Maintainability (was Re: Stackless & String-processing)

Aahz Maruch aahz at netcom.com
Thu Jul 22 19:22:35 EDT 1999


In article <37974758.FF2DAE55 at callware.com>,
Ivan Van Laningham  <ivanlan at callware.com> wrote:
>Aahz Maruch wrote:
>> 
>> I'm afraid I can't agree that there's *ever* a good time to use "from
>> foo import *" in a multi-programmer environment.  Too often, you have a
>> programmer new to a particular chunk of code trying to debug it; not
>> knowing exactly where a method/function call is coming from vastly
>> increases debugging time (particularly when there are hundreds of
>> modules and scripts).  If you want to use an unadorned class/function,
>> you can just take the trouble to explicitly list it as "from foo import
>> bar, baz".
>
>All true, except for perhaps Tkinter.  And my soon-to-be-released
>mayalib-1.2.  Both are specifically designed to use 'from xxx import *'
>and both carefully refrain from polluting your namespace.  But possibly
>you don't use Tkinter in your projects, Aahz?  (I think I can safely
>assume you don't use any Mayan dates. ...;-)

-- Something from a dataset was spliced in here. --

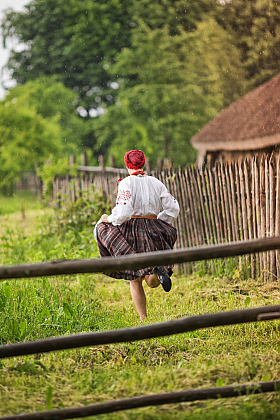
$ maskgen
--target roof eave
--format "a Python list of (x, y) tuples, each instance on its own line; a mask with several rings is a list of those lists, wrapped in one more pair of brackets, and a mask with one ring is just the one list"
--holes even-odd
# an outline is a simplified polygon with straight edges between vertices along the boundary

The point is that a programmer looking at a traceback has no way of
knowing from looking at a line of code in isolation where the
function/class comes from.  At least with "from foo import bar" a search
through the source will discover which module/package bar comes from.

Although polluting the namespace is an issue (and as Greg points out, if
someone subclasses, you definitely do have a greater likelihood for
namespace collisions), I'm trying to hammer on the idea that specifying
where things come from is a critical issue.